Tugas

(Desabafo escrito em Luanda, via New York Times)

São longas as filas de espera nos consulados de Angola em Portugal. Quem lá está raramente é quem para cá vem. Quem de lá vem raramente cá chega. No próximo domingo é a vez do Cavaco. Só no ano passado vieram para Angola trabalhar mais de 23.000 tugas.

Enquanto Portugal não sai da moody de baixo, Angola cresce. Angola constrói. Angola mexe. Angola é (de novo) a terra prometida. E se vista da baía de Luanda já não é tão tranquila quanto em tempos terá sido, as lagostas continuam a sair frescas. Embora o trânsito seja infernal, as ruas um perigo e a vida assustadoramente cara, vale a pena o esforço. Vale a pena encher a mala de repelente e partir à aventura. Viver loucamente nos trópicos. Comer bitoques e beber super-bocks servidas por um preto. Ainda que para isso nos tenhamos que sujeitar à sua vil ignorância. À sua natural indolência.

O problema não está neste pedaço de nada ao qual um dia chamámos Angola.
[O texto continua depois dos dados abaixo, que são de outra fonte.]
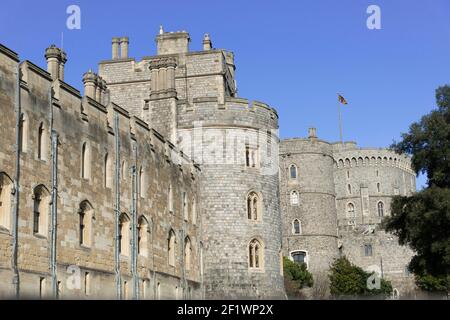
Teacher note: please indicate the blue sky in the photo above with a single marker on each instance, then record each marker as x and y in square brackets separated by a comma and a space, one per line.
[294, 55]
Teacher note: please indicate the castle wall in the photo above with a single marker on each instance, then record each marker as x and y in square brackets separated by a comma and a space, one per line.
[77, 121]
[219, 136]
[315, 210]
[329, 178]
[374, 176]
[208, 122]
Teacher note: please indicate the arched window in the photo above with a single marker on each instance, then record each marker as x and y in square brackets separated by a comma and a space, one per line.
[108, 172]
[124, 170]
[194, 211]
[351, 216]
[255, 255]
[299, 257]
[142, 185]
[85, 161]
[253, 206]
[170, 198]
[85, 215]
[185, 207]
[142, 236]
[187, 253]
[296, 227]
[42, 142]
[41, 198]
[23, 132]
[380, 207]
[124, 234]
[294, 198]
[171, 248]
[368, 250]
[5, 201]
[293, 171]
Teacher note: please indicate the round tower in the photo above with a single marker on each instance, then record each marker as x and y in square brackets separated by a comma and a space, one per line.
[308, 204]
[366, 181]
[236, 145]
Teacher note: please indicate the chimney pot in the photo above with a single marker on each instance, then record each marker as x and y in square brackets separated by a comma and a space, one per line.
[124, 41]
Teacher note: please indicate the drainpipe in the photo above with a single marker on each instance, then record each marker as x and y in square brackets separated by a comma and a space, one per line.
[117, 210]
[15, 227]
[54, 195]
[183, 260]
[134, 252]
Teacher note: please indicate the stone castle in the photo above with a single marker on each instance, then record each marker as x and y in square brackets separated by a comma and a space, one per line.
[161, 183]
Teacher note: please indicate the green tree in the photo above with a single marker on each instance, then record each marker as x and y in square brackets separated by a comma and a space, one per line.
[422, 220]
[348, 280]
[296, 277]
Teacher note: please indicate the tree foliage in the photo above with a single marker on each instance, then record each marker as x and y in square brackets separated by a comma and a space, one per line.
[422, 220]
[348, 280]
[296, 277]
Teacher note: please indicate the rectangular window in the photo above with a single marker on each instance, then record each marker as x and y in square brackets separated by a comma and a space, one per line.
[299, 256]
[251, 157]
[368, 250]
[87, 283]
[41, 287]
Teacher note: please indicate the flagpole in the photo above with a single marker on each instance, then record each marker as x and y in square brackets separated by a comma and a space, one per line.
[340, 122]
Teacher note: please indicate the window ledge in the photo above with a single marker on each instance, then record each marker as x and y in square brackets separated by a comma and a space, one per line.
[4, 230]
[85, 247]
[39, 235]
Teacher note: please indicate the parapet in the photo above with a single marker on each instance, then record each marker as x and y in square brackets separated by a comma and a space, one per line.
[234, 112]
[172, 42]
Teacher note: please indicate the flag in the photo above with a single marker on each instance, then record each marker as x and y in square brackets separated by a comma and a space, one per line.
[342, 99]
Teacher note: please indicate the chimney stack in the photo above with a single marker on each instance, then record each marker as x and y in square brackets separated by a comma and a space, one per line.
[124, 47]
[115, 48]
[207, 44]
[312, 133]
[56, 58]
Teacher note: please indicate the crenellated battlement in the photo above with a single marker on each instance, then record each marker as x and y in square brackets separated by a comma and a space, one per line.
[361, 157]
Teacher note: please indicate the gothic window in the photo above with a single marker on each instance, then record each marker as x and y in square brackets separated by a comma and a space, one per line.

O problema, murmuramos agora entre dentes, são mesmo os pretos. Os empregados demoram a servir. Os funcionários públicos não sabem o que fazem. Os operários são uns incompetentes. Os parceiros económicos que nos são impostos uns irresponsáveis.

Mais de 30 anos depois, a Rainha Ginga continua a não gostar de trabalhar. Vazia de significado, a sua existência é tão supérflua quanto antes. O único perigo é que ela agora tem uma catana na mão. E nós já não temos o Salazar. O Paulo Dias de Novais já foi cortado aos pedaços. Pode ser que um dia o Dom Afonso Henriques fique sem pila.